Thursday, February 2, 2012
Best places to camp, hike, and be outdoors with your dog
If a major enjoyment of your RV lifestyle is traveling with your pet, more specifically a dog, you have probably had to deal with various rules wherever you camp regarding how your canine friend is to be treated. It can range from free-to-run to keep-out.
Tom Steinstra, the outdoor columnist for the San Francisco Chronicle and author of California Camping, a guide to 50,000 campgrounds in the state that includes forest service and BLM campgrounds, wrote about the best and worst places to take your dog on California public lands in a Chronicle article published Thursday.
You can tell he has a personal feeling about dogs--as most of you do who have one--when he says, "If you grew up with a dog, you learned to treat them as members of the family, partners for life, and the best buddy on the trail you could ask for, where to watch them run free and happy provides exhilarating satisfaction. If you have never had a dog, you might prefer a world without them, and want dogs kept out of parks and off trails. The rules at parks, which vary widely, often cater to that difference in thinking."
Here are his findings on the best places in California (and some specific to the San Francisco Bay Area) to camp, hike, or simply just be with your dog.
Five best for dogs
1. U.S. Forest Service: Nineteen national forests in California, 1 million acres, 800 campgrounds, 60 major wilderness areas; dogs permitted except in selected campgrounds or a few places where signed.

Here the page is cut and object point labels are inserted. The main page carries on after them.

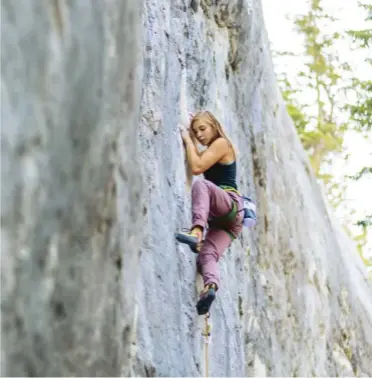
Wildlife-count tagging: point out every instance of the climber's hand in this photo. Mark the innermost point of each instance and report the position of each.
(191, 116)
(184, 133)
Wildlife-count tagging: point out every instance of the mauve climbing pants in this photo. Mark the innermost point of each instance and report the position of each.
(209, 200)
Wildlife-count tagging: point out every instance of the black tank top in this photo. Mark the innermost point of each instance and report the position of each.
(222, 174)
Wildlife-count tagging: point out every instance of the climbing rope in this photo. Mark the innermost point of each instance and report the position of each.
(207, 340)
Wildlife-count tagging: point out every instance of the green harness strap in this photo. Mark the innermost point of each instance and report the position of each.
(223, 221)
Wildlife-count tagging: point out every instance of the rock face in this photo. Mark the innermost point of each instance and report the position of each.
(93, 282)
(294, 299)
(70, 75)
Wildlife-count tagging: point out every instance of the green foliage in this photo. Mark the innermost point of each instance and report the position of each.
(361, 109)
(323, 78)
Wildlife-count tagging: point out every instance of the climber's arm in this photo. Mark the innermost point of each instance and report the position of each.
(213, 154)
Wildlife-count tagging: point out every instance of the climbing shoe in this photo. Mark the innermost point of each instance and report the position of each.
(206, 298)
(190, 239)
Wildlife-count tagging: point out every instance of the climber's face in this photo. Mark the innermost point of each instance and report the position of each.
(204, 131)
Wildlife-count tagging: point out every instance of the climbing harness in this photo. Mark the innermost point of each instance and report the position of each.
(249, 209)
(207, 340)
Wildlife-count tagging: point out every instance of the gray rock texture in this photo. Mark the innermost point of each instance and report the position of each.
(70, 97)
(294, 299)
(94, 188)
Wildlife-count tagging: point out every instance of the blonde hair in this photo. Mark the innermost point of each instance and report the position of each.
(208, 117)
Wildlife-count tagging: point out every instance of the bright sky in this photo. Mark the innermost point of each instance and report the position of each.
(283, 37)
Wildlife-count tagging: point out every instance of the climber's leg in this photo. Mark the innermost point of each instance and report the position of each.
(216, 242)
(207, 200)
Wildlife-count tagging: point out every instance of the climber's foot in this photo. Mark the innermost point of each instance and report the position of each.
(191, 238)
(207, 296)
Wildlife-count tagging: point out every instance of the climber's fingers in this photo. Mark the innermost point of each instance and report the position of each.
(184, 132)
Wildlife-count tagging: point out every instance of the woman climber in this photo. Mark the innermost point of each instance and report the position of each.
(216, 202)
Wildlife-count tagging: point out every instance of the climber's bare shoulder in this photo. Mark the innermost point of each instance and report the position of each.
(217, 152)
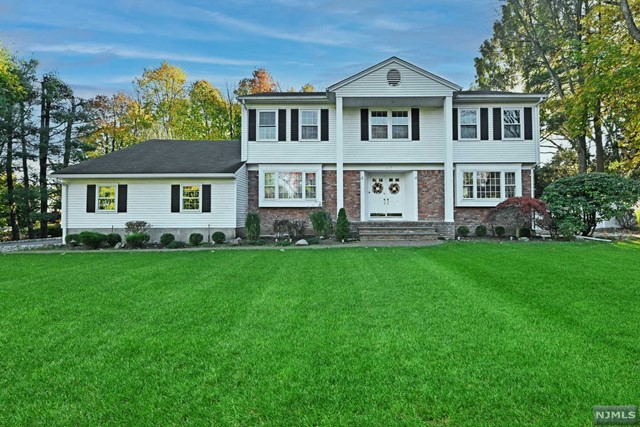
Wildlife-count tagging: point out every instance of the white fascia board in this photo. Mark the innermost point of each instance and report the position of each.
(145, 175)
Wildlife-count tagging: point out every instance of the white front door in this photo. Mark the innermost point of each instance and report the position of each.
(385, 196)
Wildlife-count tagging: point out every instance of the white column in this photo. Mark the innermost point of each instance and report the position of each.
(448, 159)
(339, 156)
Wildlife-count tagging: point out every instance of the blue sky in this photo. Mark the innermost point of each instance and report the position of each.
(100, 46)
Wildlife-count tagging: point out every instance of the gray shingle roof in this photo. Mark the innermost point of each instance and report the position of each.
(161, 156)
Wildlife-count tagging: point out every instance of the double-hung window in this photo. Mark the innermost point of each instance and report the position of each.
(295, 187)
(469, 120)
(392, 124)
(512, 123)
(309, 125)
(487, 186)
(267, 125)
(106, 198)
(190, 198)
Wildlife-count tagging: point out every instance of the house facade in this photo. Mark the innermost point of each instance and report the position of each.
(393, 143)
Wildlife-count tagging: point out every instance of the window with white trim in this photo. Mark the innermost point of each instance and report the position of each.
(512, 123)
(389, 124)
(487, 186)
(191, 198)
(107, 198)
(267, 125)
(469, 123)
(309, 125)
(299, 187)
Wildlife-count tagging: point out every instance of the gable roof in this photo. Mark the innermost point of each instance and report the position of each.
(394, 59)
(161, 156)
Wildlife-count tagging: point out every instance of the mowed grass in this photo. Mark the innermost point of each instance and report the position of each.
(460, 334)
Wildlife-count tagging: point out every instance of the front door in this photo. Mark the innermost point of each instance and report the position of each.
(385, 196)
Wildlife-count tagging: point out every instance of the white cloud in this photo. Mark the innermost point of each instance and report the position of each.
(122, 52)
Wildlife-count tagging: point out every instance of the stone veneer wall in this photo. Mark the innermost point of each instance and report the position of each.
(269, 215)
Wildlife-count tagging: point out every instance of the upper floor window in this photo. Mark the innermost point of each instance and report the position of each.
(106, 198)
(191, 198)
(512, 123)
(309, 125)
(267, 125)
(383, 128)
(469, 122)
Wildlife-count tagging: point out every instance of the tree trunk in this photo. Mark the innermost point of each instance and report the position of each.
(598, 137)
(25, 172)
(43, 153)
(68, 133)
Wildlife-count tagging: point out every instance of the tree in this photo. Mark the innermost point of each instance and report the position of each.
(259, 82)
(580, 202)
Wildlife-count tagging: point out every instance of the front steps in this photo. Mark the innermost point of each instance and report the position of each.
(396, 231)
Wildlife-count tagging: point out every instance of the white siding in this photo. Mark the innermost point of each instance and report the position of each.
(430, 148)
(412, 84)
(293, 151)
(150, 200)
(242, 196)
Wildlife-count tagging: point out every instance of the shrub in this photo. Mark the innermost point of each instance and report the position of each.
(588, 198)
(113, 239)
(136, 227)
(321, 223)
(72, 239)
(92, 240)
(137, 240)
(167, 238)
(252, 226)
(463, 231)
(176, 244)
(343, 228)
(218, 237)
(196, 238)
(524, 232)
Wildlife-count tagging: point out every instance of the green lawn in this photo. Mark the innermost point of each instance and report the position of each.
(460, 334)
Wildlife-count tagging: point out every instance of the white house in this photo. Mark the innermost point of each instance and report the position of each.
(393, 144)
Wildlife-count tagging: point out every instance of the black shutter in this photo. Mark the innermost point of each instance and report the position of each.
(455, 124)
(91, 198)
(528, 123)
(175, 198)
(282, 125)
(415, 124)
(484, 124)
(324, 124)
(122, 198)
(364, 124)
(206, 198)
(252, 125)
(497, 124)
(294, 124)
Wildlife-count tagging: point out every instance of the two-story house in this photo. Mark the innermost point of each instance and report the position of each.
(393, 143)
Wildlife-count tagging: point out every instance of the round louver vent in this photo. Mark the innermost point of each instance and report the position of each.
(393, 77)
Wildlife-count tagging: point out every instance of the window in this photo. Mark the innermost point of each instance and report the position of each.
(191, 198)
(379, 126)
(267, 125)
(487, 187)
(468, 123)
(309, 121)
(107, 198)
(400, 124)
(509, 184)
(512, 123)
(290, 188)
(397, 128)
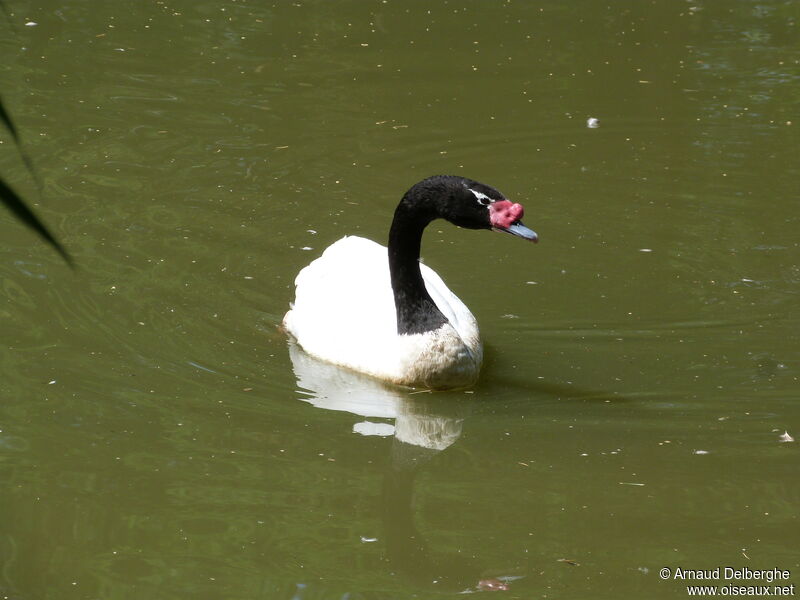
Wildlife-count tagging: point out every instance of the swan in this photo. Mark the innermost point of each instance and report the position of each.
(379, 311)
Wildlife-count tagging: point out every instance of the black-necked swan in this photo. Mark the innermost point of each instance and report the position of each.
(385, 314)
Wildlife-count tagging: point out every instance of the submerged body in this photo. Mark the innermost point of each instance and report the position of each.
(344, 312)
(377, 310)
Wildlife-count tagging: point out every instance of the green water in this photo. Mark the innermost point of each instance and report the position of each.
(161, 439)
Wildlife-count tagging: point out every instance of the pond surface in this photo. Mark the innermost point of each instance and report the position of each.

2. Bureau of Land Management (BLM): 15.2 million acres (includes huge portions of southern deserts), 87 wilderness areas: The primitive, dog-friendly BLM allows dogs in wilderness (King Range National Conservation Area), has dog training days at Fort Ord, and limits dogs only in areas with critical wildlife habitat and endangered species.
3. East Bay Regional Park District: 65 parks, 110,000 acres, 1,200 miles of trails; dogs permitted on most trails, including off leash away from trailheads if under voice command.
4. Marin Municipal Water District: 21,250 acres, 130 miles of trails and ranch roads; dogs permitted on leash on virtually all trails and ranch roads.
5. Marin County Parks and Open Space District: 21 parks and 34 open space preserves, including several waterfront parks with picnic areas; dogs permitted on leash, with some areas OK off leash.
But if you are among those who prefer there be no dogs where you recreate, Steinstra recommends:
Five best for no dogs
1. San Francisco watershed lands: 23,000 acres (with four lakes) at the Crystal Springs Watershed on the Peninsula, 30,000 acres (with two lakes) at Alameda/Calaveras watershed lands near Sunol. Vast swaths of wildlands have private, subsidized homes as perks for employees, yet provide an unparalleled lack of public access.
2. U.S. National Parks: 25 national parks in California, including Yosemite, Lassen, Redwood and Sequoia-Kings Canyon; dogs are best left home because they are allowed only in campsites and are forbidden from most open spaces, trails and wilderness.
3. San Mateo County Parks and Recreation: 17 parks, 15,680 acres; no dogs permitted on any trail in any park.
4. State Parks: 279 units, 1.3 million acres, 5,095 miles of trails, roughly 50 parks in Bay Area (depending where you draw the boundary); dogs allowed only in campsites and on asphalt, prohibited on trails (one exception is undeveloped McNee Ranch State Park) and state beaches.
5. Mid-peninsula Regional Open Space District: 26 preserves, 60,000 acres; dogs permitted only on designated trails at nine preserves, those not removing dog waste can be cited, though horse owners get a pass.